Aralia armata (Wall.) Seem is widely used as a traditional medicine to treat cardiovascular diseases, chronic nephritis, prostatitis, edema, rheumatic arthralgia, and other diseases. This study further suggested that the AAS has a strong cardiovascular protection effect and can be used as a good candidate to prevent and treat cardiovascular diseases.
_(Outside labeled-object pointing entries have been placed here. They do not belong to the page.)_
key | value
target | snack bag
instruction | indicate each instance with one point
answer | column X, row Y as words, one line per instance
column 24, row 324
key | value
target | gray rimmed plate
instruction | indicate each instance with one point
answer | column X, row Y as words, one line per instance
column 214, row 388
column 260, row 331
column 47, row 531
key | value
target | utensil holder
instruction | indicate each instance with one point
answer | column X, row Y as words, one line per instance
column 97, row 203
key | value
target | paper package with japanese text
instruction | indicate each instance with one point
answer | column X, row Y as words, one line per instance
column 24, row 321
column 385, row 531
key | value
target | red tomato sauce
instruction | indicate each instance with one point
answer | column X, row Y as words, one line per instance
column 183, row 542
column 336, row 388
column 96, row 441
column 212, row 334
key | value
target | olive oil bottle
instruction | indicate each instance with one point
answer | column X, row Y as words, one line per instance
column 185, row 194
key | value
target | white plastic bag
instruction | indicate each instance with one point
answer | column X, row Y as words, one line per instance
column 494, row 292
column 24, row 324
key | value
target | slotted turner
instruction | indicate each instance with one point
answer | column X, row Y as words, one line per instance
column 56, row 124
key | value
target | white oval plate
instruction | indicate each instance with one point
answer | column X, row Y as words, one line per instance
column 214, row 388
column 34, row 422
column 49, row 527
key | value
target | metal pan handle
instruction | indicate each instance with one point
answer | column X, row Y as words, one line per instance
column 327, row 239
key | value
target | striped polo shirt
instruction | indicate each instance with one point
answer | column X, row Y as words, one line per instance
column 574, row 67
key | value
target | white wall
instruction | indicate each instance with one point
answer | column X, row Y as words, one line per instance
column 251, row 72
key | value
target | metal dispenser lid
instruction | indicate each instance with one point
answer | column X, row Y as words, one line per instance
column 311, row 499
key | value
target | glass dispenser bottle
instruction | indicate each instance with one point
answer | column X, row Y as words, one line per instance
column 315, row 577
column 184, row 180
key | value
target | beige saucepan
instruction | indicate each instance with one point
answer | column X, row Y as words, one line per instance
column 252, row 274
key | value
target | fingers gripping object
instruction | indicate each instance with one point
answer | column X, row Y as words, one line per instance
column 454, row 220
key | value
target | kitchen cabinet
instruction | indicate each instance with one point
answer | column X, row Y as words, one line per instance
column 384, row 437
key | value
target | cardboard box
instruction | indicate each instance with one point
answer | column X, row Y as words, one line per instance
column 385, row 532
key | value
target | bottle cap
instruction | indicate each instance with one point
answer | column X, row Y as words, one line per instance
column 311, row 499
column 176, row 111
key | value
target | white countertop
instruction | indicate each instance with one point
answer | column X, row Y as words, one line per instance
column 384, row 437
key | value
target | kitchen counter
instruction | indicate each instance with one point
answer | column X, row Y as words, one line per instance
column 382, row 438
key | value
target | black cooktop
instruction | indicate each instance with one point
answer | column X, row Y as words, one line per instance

The main limitation in this study is the lack of more information on the Aralia armata (Wall.) Seem. Recently, Hui et al. have isolated various oleanane triterpenes from the root of Aralia armata (Wall.) Seem and evaluated their cytotoxicity [21]. In this article, eight oleanolic acid triterpenoid saponins and one cardiotonic glycoside that may exist in AAS were detected by UPLC-Q-Orbitrap HRMS. Some scholars reported that oleanolic acid protects VSMC injury by activating AKT/eNOS signaling [56] or NLRP3 inflammasome signaling pathways [57]. There are also scholars that reported that digoxin inhibits PDGF-BB-induced VSMC proliferation and migration through an increase in ILK signaling and attenuates neointima formation following carotid injury [58]. The above conclusions indicate that saponins are most likely to be the main components of AAS to protect against vascular damage. However, which saponins are specifically effective and what is the mechanism of action have not been resolved. Therefore, further studies are necessary to identify the active compounds and their potential molecular mechanisms.

5. Conclusion

Our data indicate that Aralia armata (Wall.) Seem (AAS) can reduce the pathological changes of restenosis after vascular injury by downregulating the Wnt pathway. We suggest that AAS can be beneficial for patients undergoing PTCA or stent implantation.